While the average 30-year fixed-rate mortgage is now around 5.7%, it’s much higher for homebuyers with only “fair” credit – which translates to a FICO score between 580 and 669. Zillow experts estimate that someone with “fair credit” would pay nearly $104,000 more over the life of a loan than a buyer of the same home who had “great” credit.

Of course, most buyers sell or refinance their home long before they are 30 years old. On a monthly basis, a buyer with less than perfect credit would pay an additional $288 in interest each month they had the loan. In some cases, this added expense could prevent them from being approved for a mortgage.

Zillow estimates that homebuyers today can expect to pay about 62% more per month to buy a home in the United States at the usual price than they would have a year ago. Researchers looked at credit scores compared to current mortgage rates and found that monthly costs are much higher because lenders charge higher interest rates to borrowers with low credit scores or credit histories. less than perfect.

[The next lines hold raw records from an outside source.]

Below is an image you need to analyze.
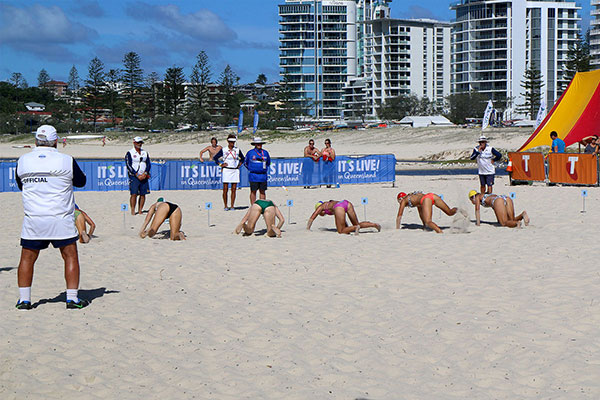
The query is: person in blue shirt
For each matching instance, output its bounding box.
[550,131,566,153]
[244,137,271,204]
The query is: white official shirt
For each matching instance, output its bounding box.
[127,148,149,174]
[475,146,496,175]
[222,146,241,168]
[17,147,78,239]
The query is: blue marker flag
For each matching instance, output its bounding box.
[286,199,294,207]
[510,192,516,199]
[121,203,129,211]
[582,189,588,197]
[205,202,213,210]
[361,197,368,205]
[253,110,259,134]
[238,109,243,133]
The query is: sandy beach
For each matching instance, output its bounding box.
[1,127,599,399]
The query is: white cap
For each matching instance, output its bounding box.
[133,136,144,143]
[251,137,265,145]
[35,125,59,141]
[478,135,488,142]
[227,137,237,142]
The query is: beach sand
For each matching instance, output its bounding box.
[1,128,599,399]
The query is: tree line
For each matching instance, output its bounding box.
[2,51,288,134]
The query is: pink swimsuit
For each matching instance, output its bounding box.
[323,200,349,215]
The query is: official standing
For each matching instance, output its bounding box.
[125,136,151,215]
[15,125,88,310]
[470,135,502,194]
[214,134,245,210]
[244,137,271,204]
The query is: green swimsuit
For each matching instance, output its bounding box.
[255,199,274,214]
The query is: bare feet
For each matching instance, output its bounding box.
[177,231,186,240]
[271,225,282,238]
[522,211,530,226]
[374,223,381,232]
[139,230,147,238]
[234,222,244,235]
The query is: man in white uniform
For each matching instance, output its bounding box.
[125,136,151,215]
[15,125,88,310]
[213,134,245,210]
[470,135,503,194]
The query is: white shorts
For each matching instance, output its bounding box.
[222,168,240,184]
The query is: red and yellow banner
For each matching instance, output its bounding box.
[518,70,600,152]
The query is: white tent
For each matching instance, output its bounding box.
[398,115,454,128]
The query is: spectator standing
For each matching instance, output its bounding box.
[321,138,336,187]
[199,137,222,162]
[125,136,151,215]
[15,125,89,310]
[214,134,245,210]
[303,139,321,188]
[550,131,566,153]
[470,135,502,194]
[244,137,271,204]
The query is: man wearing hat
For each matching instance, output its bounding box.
[15,125,89,309]
[244,137,271,204]
[125,136,151,215]
[213,134,245,210]
[470,135,502,194]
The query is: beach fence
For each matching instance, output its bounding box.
[508,152,599,186]
[0,154,396,192]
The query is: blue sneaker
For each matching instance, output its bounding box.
[15,300,32,310]
[66,299,90,309]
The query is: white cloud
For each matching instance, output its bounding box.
[0,4,97,44]
[126,2,237,43]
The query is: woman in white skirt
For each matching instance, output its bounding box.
[213,134,245,210]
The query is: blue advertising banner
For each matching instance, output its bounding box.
[0,154,396,192]
[0,162,19,192]
[79,161,162,191]
[162,160,231,190]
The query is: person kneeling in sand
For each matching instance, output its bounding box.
[235,199,285,237]
[307,200,380,234]
[139,198,185,240]
[396,191,461,233]
[74,205,95,243]
[468,190,529,228]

Understand your financial situation

Currently, someone with an “excellent” credit score — between 760 and 850 — can qualify for a 30-year fixed rate mortgage with an interest rate of 5.099%. However, a borrower with only “fair” credit could expect to pay 6.688%.

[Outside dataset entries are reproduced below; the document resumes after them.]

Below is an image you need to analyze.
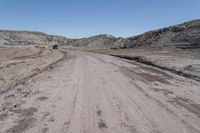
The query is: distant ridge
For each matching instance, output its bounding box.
[0,19,200,49]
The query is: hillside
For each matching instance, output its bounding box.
[70,34,124,47]
[70,19,200,49]
[0,30,73,47]
[0,19,200,49]
[125,19,200,49]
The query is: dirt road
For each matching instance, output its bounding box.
[1,50,200,133]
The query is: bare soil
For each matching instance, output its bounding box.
[0,47,64,94]
[1,49,200,133]
[88,48,200,81]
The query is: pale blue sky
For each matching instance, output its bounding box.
[0,0,200,38]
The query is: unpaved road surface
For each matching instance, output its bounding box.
[1,50,200,133]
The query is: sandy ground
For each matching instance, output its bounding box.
[1,50,200,133]
[0,48,64,93]
[88,48,200,81]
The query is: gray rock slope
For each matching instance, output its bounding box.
[0,30,74,47]
[125,19,200,49]
[0,19,200,48]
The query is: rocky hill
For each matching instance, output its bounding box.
[124,19,200,49]
[70,34,124,48]
[0,19,200,49]
[0,30,74,47]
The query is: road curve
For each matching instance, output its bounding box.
[1,50,200,133]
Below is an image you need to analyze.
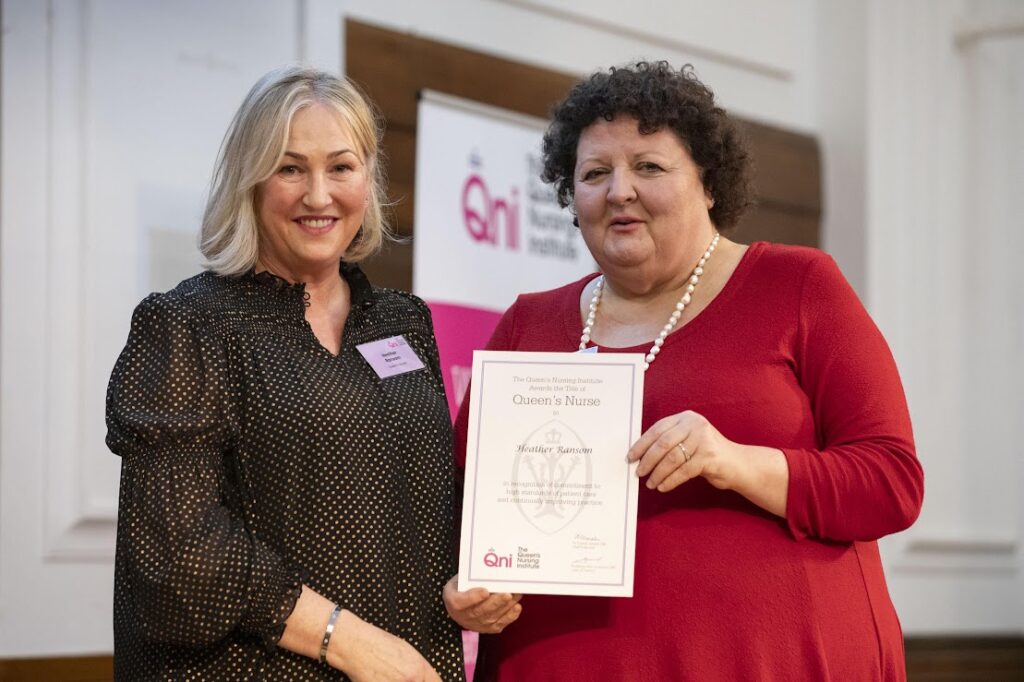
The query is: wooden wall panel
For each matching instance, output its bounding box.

“When considering buying a home, the best first step you can take is to fully understand your financial situation, what you can afford, and your outstanding debts or obligations,” said Libby Cooper, vice president of Zillow. Home Loans.

Other Ways to Boost Your Credit Score

Cooper says it will pay to proactively raise your credit score before applying for a mortgage. There are several steps to achieving this goal, but the most basic is making sure you pay every bill on time each month.

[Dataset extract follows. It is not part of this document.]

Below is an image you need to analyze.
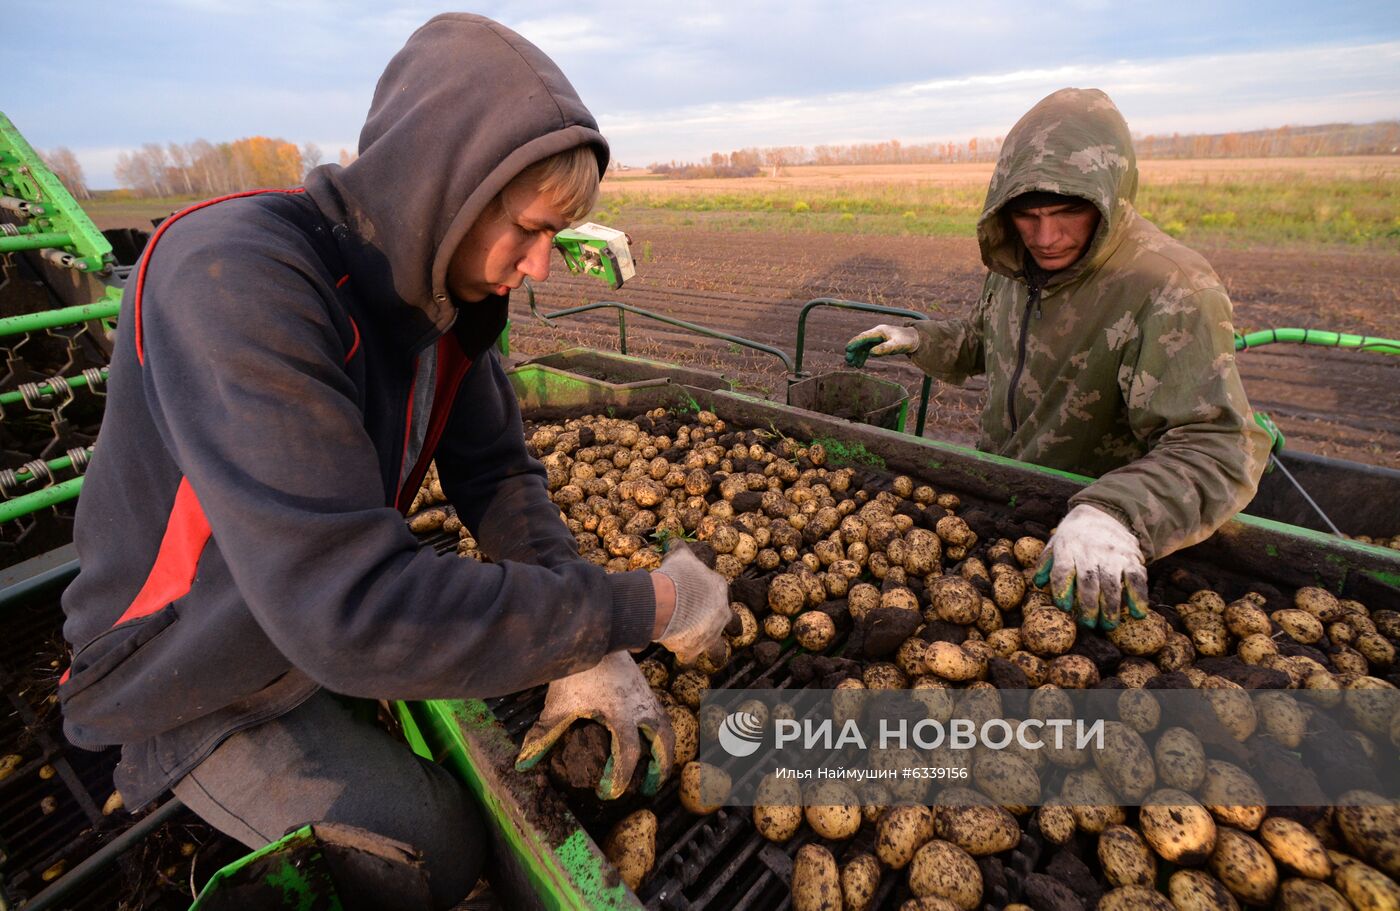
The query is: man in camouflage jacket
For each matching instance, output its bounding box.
[849,88,1270,629]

Analyze your credit card balances. Credit agencies look at how much available credit you are using and reduce your credit if you use too much. For example, if you have a balance of $4,000 on a card with a credit limit of $5,000, your “credit utilization” is 80%. Strive to pay off the debt while asking the credit card lender to increase your credit limit. This combination will reduce your credit utilization percentage.

There is a shortcut that can also lower your credit usage. If a family member has a credit card with a high credit limit and a low balance, request to be added as a user on the account. Without ever making a purchase, your credit utilization profile will improve.

“Take realistic steps to improve your credit score by doing things like disputing any reporting errors and paying off as much debt as possible,” Cooper said. “It could increase the amount of home loan you qualify for.”